With 1990s technology, finding a single mutated gene was like searching for a misplaced word in a library containing thousands of books. Brunkow and Ramsdell systematically narrowed their search, eventually identifying twenty possible genes. After testing each one, they finally found the culprit in the twentieth gene—a previously unknown gene they named Foxp3.
The discovery had immediate implications for human health. Brunkow and Ramsdell suspected a connection to IPEX syndrome, a rare genetic disorder in boys characterised by severe autoimmune problems, chronic intestinal inflammation, and hormone disruptions. Their 2001 publication confirmed that mutations in the FOXP3 gene caused both IPEX in humans and the scurfy disease in mice. The genetic blueprint of immune regulation was finally becoming clear.
In 2003, Sakaguchi and other researchers proved conclusively that the FOXP3 gene controls the development of regulatory T cells. Without a working version of this gene, regulatory T cells fail to develop properly, and the immune system attacks the body's own tissue without restraint.
Here's how it works: the immune system creates millions of different T cell receptors through a random mixing process, generating extraordinary variety. This diversity is crucial—it ensures the body can recognise and fight off new threats, including emerging viruses like SARS-CoV-2, which causes COVID-19. But this random process inevitably produces some T cells that recognise the body's own tissues as threats. Regulatory T cells act as peacekeepers, suppressing these potentially dangerous cells and calming down the immune system after an infection is cleared, preventing excessive inflammation.
The therapeutic possibilities have proven substantial. Cancer researchers discovered that many tumors recruit regulatory T cells to their surroundings, essentially building a protective wall that shields the tumor from immune attack. Current clinical trials are testing methods to remove or block these regulatory T cells within tumors, potentially allowing the immune system to destroy cancer more effectively.
For autoimmune diseases, the opposite approach makes sense—increasing regulatory T cells rather than decreasing them. Researchers are testing treatments that help regulatory T cells multiply, as well as more sophisticated approaches where a patient's own regulatory T cells are extracted, grown in large numbers in a laboratory, and then returned to the patient. Some experimental protocols even engineer these cells to travel specifically to transplanted organs, potentially preventing rejection without weakening the entire immune system.
The work of these three laureates demonstrates how scientific breakthroughs often require challenging established beliefs. Sakaguchi pursued a discredited idea because the experimental evidence demanded it. Brunkow and Ramsdell spent years on tedious molecular work that offered no guarantee of success. Their persistence revealed a fundamental principle: the immune system's extraordinary power requires equally powerful internal regulation.
The discovery of regulatory T cells represents more than a technical achievement in immunology. It reveals that our bodies maintain stability not through simple on-off switches, but through continuous, active regulation.
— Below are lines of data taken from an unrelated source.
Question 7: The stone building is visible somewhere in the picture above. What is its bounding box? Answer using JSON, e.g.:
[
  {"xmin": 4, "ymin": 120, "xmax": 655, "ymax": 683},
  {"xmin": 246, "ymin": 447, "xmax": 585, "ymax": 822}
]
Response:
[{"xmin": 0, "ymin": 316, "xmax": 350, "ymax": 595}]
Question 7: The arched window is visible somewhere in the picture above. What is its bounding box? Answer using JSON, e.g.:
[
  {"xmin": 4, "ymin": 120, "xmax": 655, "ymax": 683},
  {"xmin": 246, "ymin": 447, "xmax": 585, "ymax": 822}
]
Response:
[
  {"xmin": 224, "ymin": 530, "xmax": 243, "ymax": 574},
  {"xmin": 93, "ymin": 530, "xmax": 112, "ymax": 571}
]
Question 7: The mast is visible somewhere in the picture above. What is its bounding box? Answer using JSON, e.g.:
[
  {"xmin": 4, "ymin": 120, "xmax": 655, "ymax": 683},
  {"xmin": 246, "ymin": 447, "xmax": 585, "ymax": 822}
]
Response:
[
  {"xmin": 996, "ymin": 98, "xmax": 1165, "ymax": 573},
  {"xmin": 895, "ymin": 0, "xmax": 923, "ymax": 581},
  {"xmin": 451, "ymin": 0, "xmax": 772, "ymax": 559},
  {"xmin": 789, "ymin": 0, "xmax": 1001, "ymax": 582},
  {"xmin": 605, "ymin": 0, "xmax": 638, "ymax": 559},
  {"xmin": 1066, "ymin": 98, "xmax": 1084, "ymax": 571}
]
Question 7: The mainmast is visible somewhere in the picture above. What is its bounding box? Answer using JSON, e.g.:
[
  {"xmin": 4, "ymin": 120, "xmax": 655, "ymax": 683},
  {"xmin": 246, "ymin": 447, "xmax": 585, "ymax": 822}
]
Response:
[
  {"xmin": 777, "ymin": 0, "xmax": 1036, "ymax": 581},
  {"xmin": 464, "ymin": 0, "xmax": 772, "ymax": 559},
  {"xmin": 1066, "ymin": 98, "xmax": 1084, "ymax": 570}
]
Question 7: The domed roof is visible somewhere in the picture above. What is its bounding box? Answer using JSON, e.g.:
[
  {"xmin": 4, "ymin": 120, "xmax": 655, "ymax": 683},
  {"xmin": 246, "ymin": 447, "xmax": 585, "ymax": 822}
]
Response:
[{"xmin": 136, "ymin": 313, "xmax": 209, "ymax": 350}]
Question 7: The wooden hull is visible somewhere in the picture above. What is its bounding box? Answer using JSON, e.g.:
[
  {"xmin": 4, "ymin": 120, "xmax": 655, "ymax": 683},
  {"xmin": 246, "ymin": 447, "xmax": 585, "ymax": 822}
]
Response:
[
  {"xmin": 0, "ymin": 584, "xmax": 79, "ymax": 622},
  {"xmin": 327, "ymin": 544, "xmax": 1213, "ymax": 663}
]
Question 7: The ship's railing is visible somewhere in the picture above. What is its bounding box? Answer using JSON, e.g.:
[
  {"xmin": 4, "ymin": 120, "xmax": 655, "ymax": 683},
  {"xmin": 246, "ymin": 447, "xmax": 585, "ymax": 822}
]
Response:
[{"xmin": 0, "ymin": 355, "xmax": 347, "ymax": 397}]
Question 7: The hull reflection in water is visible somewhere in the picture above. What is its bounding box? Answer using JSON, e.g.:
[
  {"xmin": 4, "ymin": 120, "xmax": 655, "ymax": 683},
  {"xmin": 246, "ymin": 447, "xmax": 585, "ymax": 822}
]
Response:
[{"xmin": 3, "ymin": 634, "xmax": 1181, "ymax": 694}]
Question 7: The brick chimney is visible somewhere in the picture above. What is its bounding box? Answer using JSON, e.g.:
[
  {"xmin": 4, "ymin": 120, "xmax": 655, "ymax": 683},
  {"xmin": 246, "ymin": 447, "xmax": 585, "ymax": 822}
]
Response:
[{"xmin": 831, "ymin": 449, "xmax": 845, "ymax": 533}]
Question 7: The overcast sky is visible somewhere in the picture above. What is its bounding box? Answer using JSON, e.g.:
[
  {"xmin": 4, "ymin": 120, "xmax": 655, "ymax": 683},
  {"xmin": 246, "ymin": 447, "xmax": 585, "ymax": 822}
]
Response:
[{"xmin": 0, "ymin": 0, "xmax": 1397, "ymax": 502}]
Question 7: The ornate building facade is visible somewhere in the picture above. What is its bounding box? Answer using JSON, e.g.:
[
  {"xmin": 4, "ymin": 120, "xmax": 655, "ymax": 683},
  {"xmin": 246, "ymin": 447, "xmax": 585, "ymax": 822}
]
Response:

The immune system's ability to distinguish self from foreign invaders doesn't come solely from eliminating dangerous cells during development. Instead, it requires ongoing suppression of these cells throughout our lives.
Understanding this principle has transformed how doctors and researchers approach cancer treatment, autoimmune diseases, and organ transplantation. From Sakaguchi's initial observations in the 1980s to the current generation of therapies based on regulatory T cells now being tested in patients, the field has progressed from controversial hypothesis to practical application in just thirty years. It stands as a testament to what fundamental scientific discovery can achieve when researchers refuse to accept incomplete answers.